Dann stürmten die Orks los, brachen wie ein gewaltiger Strom an die Burgmauern. Leitern wurden aufgestellt und einer nach dem anderen kletterte nach oben, wo sie von Elbenschwertern in Empfang genommen wurden.

Aragorn sprang von seinem erhöhten Platz hinab, direkt auf einen Ork und tötete ihn mit dem Schwert.

Arwen hatte ebenfalls ihr Schwert gezogen und versuchte die heran kommenden Orks so gut als möglich ab zu wehren. Aragorn sah sie nicht mehr, er war bereits im Kampfgetümmel verschwunden. Von vorne nahte ein Ork, sie empfing ihm gebührend, bohrte ihm das Schwert in den Hals. Da plötzlich fuhr ein stechender Schmerz in ihren Rücken, zwischen den Schulterblättern. Sie fühlte warmes Blut. Wie in Zeitlupe kam der mit Orkblut befleckte Boden auf sie zu. Während sie fiel, sah sie plötzlich Aragorn aus der Menge auftauchen.

Als sie am Boden aufprallte, war er neben ihr, hielt sie fest.

Sie rang nach Luft, hustete. Blut drang aus ihrem Mund. Ihre Lippen formten stumm seinen Namen.

Er nahm ihre Hand, „Arwen! Bitte tu mir das nicht an. Bleib bei mir. Elrond bringt mich um. Ich habe ihm doch versprochen, dich heil wieder nach Hause zu bringen."

Sie brachte ein schwaches Lächeln zustande, dann fielen ihre Augen zu und ihr Kopf sackte zur Seite.

Dass Aragorn ihr Gesicht mit beiden Händen umfasste und sie ein letztes Mal küsste, merkte sie nicht mehr.

Das Pferd stupste mit seiner weichen Nase Arwens Gesicht ein paar Mal an, bis sich ihre Lider bewegten und sie schließlich die Augen öffnete.

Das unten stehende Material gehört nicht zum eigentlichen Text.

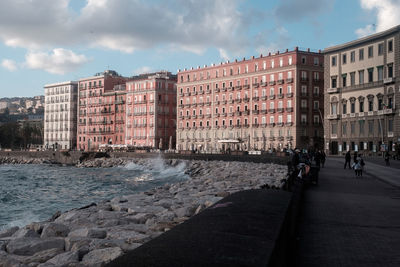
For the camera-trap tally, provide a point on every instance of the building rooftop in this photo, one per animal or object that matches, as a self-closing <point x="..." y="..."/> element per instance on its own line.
<point x="362" y="40"/>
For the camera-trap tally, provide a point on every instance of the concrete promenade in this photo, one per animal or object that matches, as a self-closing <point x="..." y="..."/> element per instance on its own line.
<point x="349" y="221"/>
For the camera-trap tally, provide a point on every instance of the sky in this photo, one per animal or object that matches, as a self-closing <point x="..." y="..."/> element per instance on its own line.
<point x="50" y="41"/>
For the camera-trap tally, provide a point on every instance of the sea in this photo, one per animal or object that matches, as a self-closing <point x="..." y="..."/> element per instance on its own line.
<point x="32" y="193"/>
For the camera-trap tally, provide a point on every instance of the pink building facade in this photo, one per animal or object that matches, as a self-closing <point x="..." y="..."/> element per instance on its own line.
<point x="101" y="110"/>
<point x="271" y="102"/>
<point x="151" y="111"/>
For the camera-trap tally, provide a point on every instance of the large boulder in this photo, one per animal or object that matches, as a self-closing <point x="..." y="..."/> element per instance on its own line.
<point x="100" y="257"/>
<point x="88" y="232"/>
<point x="55" y="230"/>
<point x="8" y="232"/>
<point x="24" y="232"/>
<point x="64" y="259"/>
<point x="28" y="246"/>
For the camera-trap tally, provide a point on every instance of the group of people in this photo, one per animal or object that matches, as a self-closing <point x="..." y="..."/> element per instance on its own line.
<point x="358" y="163"/>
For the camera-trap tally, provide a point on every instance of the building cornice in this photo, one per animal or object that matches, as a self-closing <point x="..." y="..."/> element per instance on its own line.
<point x="363" y="40"/>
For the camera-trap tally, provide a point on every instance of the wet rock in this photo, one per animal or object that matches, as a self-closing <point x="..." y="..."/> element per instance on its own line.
<point x="101" y="256"/>
<point x="24" y="232"/>
<point x="64" y="259"/>
<point x="8" y="232"/>
<point x="28" y="246"/>
<point x="55" y="230"/>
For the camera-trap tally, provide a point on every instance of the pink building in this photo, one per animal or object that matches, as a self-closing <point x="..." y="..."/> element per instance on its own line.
<point x="151" y="111"/>
<point x="101" y="110"/>
<point x="270" y="102"/>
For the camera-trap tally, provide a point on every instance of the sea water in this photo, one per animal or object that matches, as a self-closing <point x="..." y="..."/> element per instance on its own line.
<point x="31" y="193"/>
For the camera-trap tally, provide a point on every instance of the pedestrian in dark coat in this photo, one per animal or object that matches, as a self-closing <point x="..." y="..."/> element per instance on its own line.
<point x="347" y="158"/>
<point x="323" y="158"/>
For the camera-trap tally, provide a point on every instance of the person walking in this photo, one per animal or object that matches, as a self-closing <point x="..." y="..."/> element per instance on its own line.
<point x="387" y="157"/>
<point x="323" y="158"/>
<point x="347" y="159"/>
<point x="358" y="168"/>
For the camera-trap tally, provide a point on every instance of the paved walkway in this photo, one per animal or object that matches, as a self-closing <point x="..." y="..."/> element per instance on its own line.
<point x="349" y="221"/>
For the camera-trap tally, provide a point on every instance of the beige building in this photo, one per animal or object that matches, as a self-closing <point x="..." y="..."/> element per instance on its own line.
<point x="60" y="115"/>
<point x="362" y="94"/>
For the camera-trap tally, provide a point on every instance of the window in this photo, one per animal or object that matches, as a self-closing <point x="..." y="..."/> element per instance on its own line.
<point x="380" y="73"/>
<point x="334" y="82"/>
<point x="361" y="125"/>
<point x="380" y="49"/>
<point x="344" y="80"/>
<point x="361" y="76"/>
<point x="390" y="46"/>
<point x="352" y="107"/>
<point x="371" y="127"/>
<point x="370" y="51"/>
<point x="352" y="78"/>
<point x="334" y="61"/>
<point x="370" y="75"/>
<point x="370" y="105"/>
<point x="390" y="70"/>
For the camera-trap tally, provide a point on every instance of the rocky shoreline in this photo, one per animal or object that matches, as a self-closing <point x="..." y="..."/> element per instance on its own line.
<point x="96" y="234"/>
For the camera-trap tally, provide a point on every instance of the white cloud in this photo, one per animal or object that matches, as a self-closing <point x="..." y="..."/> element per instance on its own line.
<point x="60" y="61"/>
<point x="387" y="15"/>
<point x="124" y="25"/>
<point x="9" y="64"/>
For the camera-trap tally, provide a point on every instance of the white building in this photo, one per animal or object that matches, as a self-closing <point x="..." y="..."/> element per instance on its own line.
<point x="60" y="115"/>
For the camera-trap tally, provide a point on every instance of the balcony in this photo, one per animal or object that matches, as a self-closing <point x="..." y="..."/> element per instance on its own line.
<point x="333" y="90"/>
<point x="388" y="80"/>
<point x="333" y="117"/>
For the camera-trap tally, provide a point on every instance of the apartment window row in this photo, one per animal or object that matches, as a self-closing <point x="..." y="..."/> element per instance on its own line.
<point x="369" y="75"/>
<point x="370" y="53"/>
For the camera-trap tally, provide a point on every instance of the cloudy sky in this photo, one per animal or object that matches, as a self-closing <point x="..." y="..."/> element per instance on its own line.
<point x="48" y="41"/>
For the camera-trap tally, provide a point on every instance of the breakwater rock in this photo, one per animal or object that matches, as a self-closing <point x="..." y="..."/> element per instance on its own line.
<point x="25" y="160"/>
<point x="98" y="233"/>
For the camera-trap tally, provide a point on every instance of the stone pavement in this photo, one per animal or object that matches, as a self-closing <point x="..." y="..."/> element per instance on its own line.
<point x="349" y="221"/>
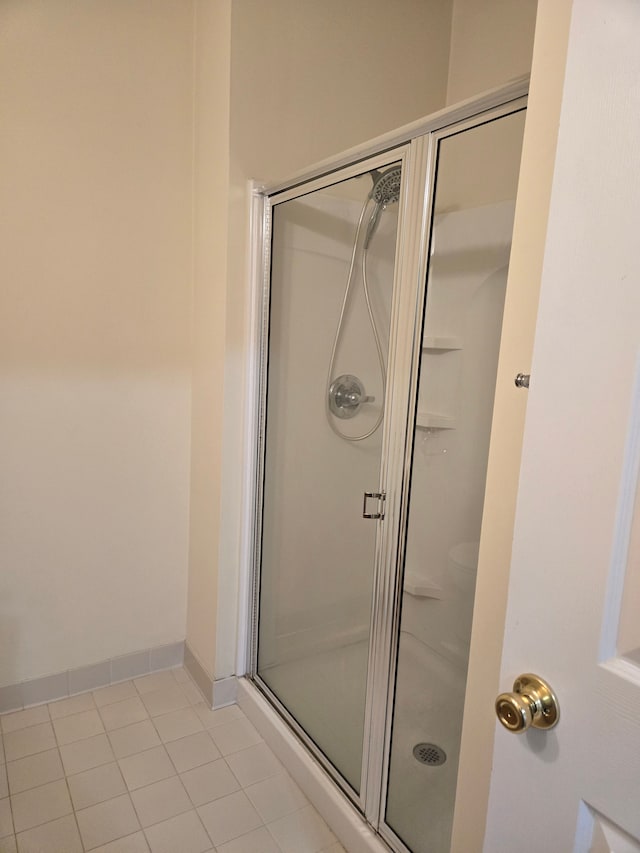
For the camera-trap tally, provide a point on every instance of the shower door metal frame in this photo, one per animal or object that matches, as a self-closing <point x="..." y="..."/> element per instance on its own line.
<point x="416" y="146"/>
<point x="375" y="695"/>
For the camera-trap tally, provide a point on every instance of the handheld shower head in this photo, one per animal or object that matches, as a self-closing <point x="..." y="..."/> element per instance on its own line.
<point x="386" y="186"/>
<point x="385" y="190"/>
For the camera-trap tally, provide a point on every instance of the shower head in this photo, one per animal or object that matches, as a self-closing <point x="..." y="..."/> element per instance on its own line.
<point x="385" y="191"/>
<point x="386" y="186"/>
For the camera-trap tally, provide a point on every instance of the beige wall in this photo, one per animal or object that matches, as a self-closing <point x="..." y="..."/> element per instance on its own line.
<point x="211" y="190"/>
<point x="117" y="204"/>
<point x="95" y="155"/>
<point x="491" y="43"/>
<point x="308" y="80"/>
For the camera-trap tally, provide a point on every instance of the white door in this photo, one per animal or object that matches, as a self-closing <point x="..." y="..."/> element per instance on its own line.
<point x="573" y="613"/>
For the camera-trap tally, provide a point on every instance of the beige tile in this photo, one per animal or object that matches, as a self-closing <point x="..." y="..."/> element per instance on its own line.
<point x="147" y="767"/>
<point x="19" y="744"/>
<point x="85" y="754"/>
<point x="165" y="700"/>
<point x="209" y="782"/>
<point x="72" y="705"/>
<point x="234" y="736"/>
<point x="107" y="821"/>
<point x="181" y="675"/>
<point x="192" y="751"/>
<point x="276" y="797"/>
<point x="23" y="719"/>
<point x="6" y="822"/>
<point x="192" y="693"/>
<point x="184" y="833"/>
<point x="114" y="693"/>
<point x="161" y="801"/>
<point x="155" y="681"/>
<point x="178" y="724"/>
<point x="135" y="738"/>
<point x="135" y="843"/>
<point x="34" y="770"/>
<point x="124" y="713"/>
<point x="303" y="831"/>
<point x="40" y="805"/>
<point x="58" y="835"/>
<point x="8" y="844"/>
<point x="96" y="785"/>
<point x="217" y="718"/>
<point x="229" y="817"/>
<point x="254" y="764"/>
<point x="258" y="841"/>
<point x="78" y="727"/>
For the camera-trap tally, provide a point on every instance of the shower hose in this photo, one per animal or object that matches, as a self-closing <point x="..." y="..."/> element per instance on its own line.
<point x="376" y="337"/>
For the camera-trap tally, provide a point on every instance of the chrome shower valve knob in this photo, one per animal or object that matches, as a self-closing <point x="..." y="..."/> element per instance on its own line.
<point x="346" y="395"/>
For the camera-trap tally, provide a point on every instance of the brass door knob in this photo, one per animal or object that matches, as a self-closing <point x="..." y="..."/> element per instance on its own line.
<point x="532" y="703"/>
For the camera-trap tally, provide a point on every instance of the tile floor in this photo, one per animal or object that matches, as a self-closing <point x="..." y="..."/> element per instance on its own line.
<point x="146" y="766"/>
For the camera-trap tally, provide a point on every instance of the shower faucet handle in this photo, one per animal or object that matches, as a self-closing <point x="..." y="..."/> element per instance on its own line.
<point x="346" y="395"/>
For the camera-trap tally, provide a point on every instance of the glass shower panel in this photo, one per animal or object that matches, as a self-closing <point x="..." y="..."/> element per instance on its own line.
<point x="476" y="182"/>
<point x="333" y="256"/>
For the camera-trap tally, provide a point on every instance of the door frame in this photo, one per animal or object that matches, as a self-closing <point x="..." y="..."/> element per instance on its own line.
<point x="418" y="160"/>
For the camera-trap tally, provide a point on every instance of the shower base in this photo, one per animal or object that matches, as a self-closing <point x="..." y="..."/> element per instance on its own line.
<point x="328" y="688"/>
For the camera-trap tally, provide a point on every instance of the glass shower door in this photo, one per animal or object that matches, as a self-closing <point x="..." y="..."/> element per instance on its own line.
<point x="332" y="271"/>
<point x="476" y="176"/>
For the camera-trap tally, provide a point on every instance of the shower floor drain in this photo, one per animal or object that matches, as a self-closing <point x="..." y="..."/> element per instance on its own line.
<point x="429" y="753"/>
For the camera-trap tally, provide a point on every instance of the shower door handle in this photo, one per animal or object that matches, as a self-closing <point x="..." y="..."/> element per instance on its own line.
<point x="380" y="497"/>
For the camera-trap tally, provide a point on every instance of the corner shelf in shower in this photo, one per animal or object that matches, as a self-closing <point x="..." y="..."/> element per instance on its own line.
<point x="434" y="420"/>
<point x="420" y="587"/>
<point x="441" y="343"/>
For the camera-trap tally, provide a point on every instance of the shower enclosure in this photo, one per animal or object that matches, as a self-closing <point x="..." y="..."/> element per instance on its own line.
<point x="385" y="281"/>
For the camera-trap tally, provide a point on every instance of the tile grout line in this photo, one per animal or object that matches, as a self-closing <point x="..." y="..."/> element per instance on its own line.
<point x="206" y="729"/>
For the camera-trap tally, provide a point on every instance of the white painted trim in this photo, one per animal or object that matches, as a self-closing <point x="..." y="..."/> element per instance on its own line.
<point x="59" y="685"/>
<point x="624" y="523"/>
<point x="225" y="692"/>
<point x="251" y="429"/>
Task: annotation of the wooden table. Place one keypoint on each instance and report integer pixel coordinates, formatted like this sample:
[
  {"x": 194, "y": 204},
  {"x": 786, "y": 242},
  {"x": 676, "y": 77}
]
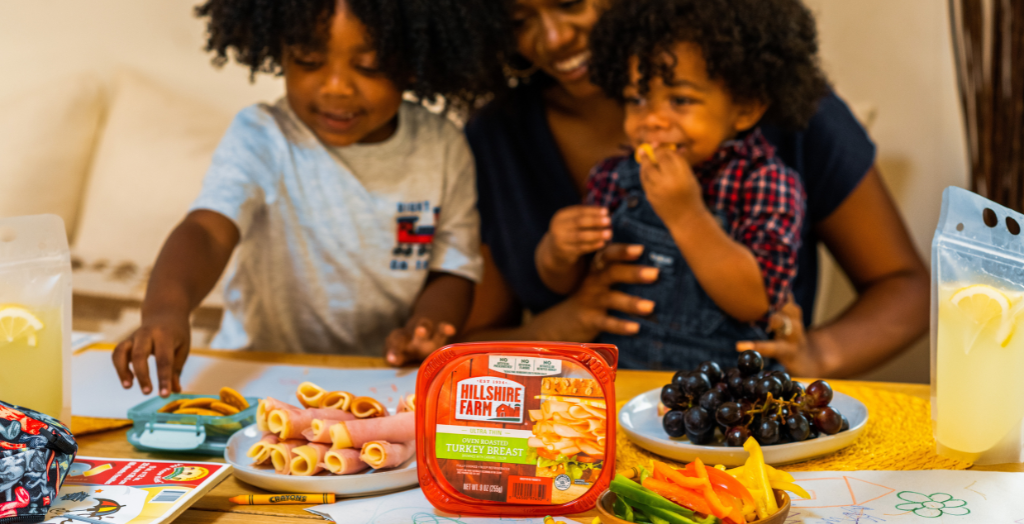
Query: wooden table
[{"x": 214, "y": 508}]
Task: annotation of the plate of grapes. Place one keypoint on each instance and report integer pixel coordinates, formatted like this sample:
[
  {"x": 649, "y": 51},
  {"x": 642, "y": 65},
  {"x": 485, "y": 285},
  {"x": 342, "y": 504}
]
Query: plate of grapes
[{"x": 711, "y": 411}]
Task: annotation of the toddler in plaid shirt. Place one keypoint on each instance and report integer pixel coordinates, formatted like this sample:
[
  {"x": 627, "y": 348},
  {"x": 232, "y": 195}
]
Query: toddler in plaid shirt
[{"x": 716, "y": 211}]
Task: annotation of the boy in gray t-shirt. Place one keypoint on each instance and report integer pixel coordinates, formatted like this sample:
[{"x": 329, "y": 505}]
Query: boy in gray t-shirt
[{"x": 352, "y": 213}]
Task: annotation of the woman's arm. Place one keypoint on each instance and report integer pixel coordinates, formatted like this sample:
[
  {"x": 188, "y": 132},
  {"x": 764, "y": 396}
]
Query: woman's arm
[
  {"x": 868, "y": 239},
  {"x": 498, "y": 315},
  {"x": 438, "y": 313}
]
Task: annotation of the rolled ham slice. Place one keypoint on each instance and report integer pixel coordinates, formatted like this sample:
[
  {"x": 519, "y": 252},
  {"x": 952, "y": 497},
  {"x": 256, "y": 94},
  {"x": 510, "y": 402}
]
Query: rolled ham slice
[
  {"x": 386, "y": 454},
  {"x": 407, "y": 403},
  {"x": 338, "y": 400},
  {"x": 263, "y": 410},
  {"x": 367, "y": 407},
  {"x": 309, "y": 394},
  {"x": 308, "y": 460},
  {"x": 288, "y": 424},
  {"x": 320, "y": 429},
  {"x": 260, "y": 451},
  {"x": 344, "y": 462},
  {"x": 400, "y": 428},
  {"x": 281, "y": 454}
]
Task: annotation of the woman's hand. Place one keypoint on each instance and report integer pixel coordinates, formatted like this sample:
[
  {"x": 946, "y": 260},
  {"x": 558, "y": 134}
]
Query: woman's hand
[
  {"x": 585, "y": 314},
  {"x": 791, "y": 345}
]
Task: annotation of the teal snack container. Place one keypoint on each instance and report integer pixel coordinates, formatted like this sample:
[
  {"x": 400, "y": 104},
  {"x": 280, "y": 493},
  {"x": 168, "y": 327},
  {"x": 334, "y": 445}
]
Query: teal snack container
[{"x": 200, "y": 434}]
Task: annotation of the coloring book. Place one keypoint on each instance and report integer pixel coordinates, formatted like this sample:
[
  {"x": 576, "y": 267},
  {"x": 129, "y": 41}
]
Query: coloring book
[{"x": 136, "y": 491}]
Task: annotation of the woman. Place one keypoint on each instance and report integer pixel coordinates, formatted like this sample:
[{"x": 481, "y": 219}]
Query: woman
[{"x": 536, "y": 144}]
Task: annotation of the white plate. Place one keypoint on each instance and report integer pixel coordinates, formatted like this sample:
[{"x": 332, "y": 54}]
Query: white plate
[
  {"x": 642, "y": 425},
  {"x": 365, "y": 483}
]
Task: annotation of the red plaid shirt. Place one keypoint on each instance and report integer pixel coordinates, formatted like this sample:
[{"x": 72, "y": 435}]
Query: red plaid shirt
[{"x": 760, "y": 199}]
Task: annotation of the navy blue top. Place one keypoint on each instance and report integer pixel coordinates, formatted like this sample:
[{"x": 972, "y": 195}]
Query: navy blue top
[{"x": 522, "y": 181}]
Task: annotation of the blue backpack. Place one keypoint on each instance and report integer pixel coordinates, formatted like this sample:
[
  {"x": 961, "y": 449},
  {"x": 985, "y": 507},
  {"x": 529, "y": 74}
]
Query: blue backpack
[{"x": 36, "y": 451}]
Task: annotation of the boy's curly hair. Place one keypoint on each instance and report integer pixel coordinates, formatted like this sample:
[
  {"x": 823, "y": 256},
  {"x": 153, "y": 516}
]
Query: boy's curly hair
[
  {"x": 429, "y": 47},
  {"x": 763, "y": 50}
]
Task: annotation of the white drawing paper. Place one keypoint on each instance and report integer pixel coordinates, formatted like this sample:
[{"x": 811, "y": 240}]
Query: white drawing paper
[
  {"x": 97, "y": 391},
  {"x": 409, "y": 507},
  {"x": 908, "y": 496}
]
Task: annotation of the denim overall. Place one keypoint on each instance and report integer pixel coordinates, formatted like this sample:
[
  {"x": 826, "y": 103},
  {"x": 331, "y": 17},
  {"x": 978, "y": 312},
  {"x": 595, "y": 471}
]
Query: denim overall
[{"x": 686, "y": 326}]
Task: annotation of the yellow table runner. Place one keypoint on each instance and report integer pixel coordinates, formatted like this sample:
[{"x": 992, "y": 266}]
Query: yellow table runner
[{"x": 898, "y": 437}]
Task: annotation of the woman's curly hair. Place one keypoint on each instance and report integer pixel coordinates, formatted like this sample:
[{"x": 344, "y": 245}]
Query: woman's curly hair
[
  {"x": 429, "y": 47},
  {"x": 763, "y": 50}
]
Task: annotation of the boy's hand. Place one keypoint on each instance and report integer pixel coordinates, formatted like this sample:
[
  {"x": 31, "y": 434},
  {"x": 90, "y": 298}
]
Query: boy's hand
[
  {"x": 577, "y": 230},
  {"x": 417, "y": 340},
  {"x": 669, "y": 183},
  {"x": 168, "y": 337}
]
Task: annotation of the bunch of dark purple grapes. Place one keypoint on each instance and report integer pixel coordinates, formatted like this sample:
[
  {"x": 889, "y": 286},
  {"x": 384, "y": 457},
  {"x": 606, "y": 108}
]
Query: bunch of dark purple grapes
[{"x": 710, "y": 405}]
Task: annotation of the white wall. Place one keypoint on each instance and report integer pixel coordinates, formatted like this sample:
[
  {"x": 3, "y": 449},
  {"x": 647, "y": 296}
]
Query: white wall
[
  {"x": 897, "y": 58},
  {"x": 894, "y": 57},
  {"x": 46, "y": 40}
]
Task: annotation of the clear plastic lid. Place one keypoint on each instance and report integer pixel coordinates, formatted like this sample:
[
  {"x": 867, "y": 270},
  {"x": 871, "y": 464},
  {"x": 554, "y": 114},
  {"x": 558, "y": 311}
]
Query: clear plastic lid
[{"x": 516, "y": 428}]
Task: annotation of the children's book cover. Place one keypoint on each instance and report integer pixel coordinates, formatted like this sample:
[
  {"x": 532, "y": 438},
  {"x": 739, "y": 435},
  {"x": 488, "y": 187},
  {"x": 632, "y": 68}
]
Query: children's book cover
[{"x": 136, "y": 491}]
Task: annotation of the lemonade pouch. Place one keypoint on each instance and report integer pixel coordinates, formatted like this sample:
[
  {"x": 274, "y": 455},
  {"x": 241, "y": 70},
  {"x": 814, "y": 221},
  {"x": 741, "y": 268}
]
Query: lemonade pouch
[
  {"x": 35, "y": 314},
  {"x": 977, "y": 339}
]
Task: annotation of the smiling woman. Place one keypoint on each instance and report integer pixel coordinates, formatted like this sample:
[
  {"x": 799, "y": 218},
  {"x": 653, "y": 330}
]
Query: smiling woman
[{"x": 536, "y": 144}]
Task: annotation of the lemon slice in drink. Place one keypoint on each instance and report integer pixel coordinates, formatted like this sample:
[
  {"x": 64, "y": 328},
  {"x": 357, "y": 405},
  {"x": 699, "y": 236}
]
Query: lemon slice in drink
[
  {"x": 17, "y": 322},
  {"x": 983, "y": 304}
]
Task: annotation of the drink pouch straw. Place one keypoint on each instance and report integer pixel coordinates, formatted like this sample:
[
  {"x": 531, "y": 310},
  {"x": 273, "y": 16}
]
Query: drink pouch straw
[
  {"x": 977, "y": 339},
  {"x": 35, "y": 314}
]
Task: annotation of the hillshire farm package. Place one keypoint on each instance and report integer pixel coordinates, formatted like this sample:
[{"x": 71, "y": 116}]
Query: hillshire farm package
[{"x": 516, "y": 428}]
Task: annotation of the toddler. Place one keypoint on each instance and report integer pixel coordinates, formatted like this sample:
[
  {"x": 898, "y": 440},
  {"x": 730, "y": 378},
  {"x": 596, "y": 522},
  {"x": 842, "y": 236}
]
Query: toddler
[{"x": 716, "y": 212}]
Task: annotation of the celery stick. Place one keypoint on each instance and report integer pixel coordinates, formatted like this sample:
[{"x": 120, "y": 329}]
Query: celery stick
[
  {"x": 623, "y": 510},
  {"x": 672, "y": 517},
  {"x": 625, "y": 487}
]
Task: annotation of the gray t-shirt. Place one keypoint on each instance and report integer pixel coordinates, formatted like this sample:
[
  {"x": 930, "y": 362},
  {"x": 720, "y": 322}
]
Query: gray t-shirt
[{"x": 336, "y": 244}]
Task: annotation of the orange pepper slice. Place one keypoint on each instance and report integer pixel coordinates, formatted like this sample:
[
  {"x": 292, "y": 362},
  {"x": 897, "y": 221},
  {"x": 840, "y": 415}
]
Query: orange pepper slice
[{"x": 720, "y": 510}]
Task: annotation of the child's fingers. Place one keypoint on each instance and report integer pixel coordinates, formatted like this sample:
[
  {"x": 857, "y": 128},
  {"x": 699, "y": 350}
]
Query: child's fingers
[
  {"x": 121, "y": 357},
  {"x": 592, "y": 217},
  {"x": 396, "y": 346},
  {"x": 588, "y": 247},
  {"x": 444, "y": 332},
  {"x": 619, "y": 301},
  {"x": 589, "y": 235},
  {"x": 619, "y": 252},
  {"x": 141, "y": 348},
  {"x": 584, "y": 216}
]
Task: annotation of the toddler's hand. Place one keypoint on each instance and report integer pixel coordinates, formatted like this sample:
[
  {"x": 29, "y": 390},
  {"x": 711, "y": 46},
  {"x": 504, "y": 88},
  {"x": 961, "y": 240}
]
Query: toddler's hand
[
  {"x": 168, "y": 337},
  {"x": 414, "y": 342},
  {"x": 669, "y": 183},
  {"x": 577, "y": 230}
]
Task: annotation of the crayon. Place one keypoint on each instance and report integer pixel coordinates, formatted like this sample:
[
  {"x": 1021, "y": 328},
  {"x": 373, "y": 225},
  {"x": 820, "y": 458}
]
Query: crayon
[{"x": 284, "y": 498}]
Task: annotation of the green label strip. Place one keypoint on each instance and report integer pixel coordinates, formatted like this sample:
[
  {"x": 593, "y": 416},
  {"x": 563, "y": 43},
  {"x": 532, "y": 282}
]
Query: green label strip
[{"x": 488, "y": 449}]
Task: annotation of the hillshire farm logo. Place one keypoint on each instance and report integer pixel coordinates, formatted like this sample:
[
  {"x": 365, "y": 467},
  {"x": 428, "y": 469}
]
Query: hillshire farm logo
[{"x": 489, "y": 399}]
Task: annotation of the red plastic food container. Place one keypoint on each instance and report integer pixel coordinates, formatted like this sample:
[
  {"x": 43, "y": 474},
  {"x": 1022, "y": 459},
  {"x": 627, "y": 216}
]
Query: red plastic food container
[{"x": 516, "y": 428}]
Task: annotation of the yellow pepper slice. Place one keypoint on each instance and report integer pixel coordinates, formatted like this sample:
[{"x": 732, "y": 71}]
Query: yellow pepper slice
[
  {"x": 790, "y": 486},
  {"x": 756, "y": 464}
]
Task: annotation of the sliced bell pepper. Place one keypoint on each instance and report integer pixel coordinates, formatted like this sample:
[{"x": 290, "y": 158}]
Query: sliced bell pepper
[
  {"x": 679, "y": 494},
  {"x": 675, "y": 476},
  {"x": 790, "y": 486},
  {"x": 736, "y": 515},
  {"x": 723, "y": 480},
  {"x": 721, "y": 511},
  {"x": 756, "y": 463}
]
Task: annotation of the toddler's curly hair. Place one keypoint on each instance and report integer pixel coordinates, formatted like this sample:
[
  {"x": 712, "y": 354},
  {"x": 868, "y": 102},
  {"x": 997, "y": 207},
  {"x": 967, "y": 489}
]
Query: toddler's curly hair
[
  {"x": 429, "y": 47},
  {"x": 762, "y": 50}
]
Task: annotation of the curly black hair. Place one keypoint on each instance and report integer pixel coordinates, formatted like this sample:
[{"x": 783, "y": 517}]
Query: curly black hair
[
  {"x": 763, "y": 50},
  {"x": 429, "y": 47}
]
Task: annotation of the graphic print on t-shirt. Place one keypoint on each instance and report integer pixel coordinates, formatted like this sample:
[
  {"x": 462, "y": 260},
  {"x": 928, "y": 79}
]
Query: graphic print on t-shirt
[{"x": 415, "y": 226}]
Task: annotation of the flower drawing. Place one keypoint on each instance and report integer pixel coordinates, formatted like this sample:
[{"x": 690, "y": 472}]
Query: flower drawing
[{"x": 935, "y": 505}]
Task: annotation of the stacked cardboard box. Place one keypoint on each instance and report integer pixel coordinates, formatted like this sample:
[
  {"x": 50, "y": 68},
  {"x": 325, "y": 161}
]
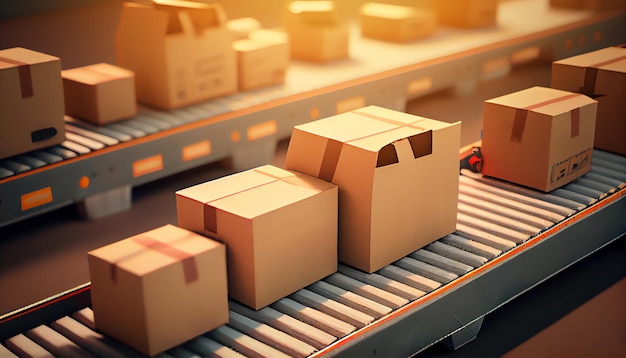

In ihrem Kopf pochte dumpfer Schmerz. Dunkel erinnerte sie sich an eine Schlacht, an einen Uruk'Hai, dem sie ihr Schwert in den Hals rammte, an einen steckenden Schmerz in ihrem Rücken und an Aragorn, der sich über sie beugte und ihre Hand hielt.

Langsam erhob sie sich und schwang sich auf den Rücken des Schimmels, um zurück nach Hause zu reiten.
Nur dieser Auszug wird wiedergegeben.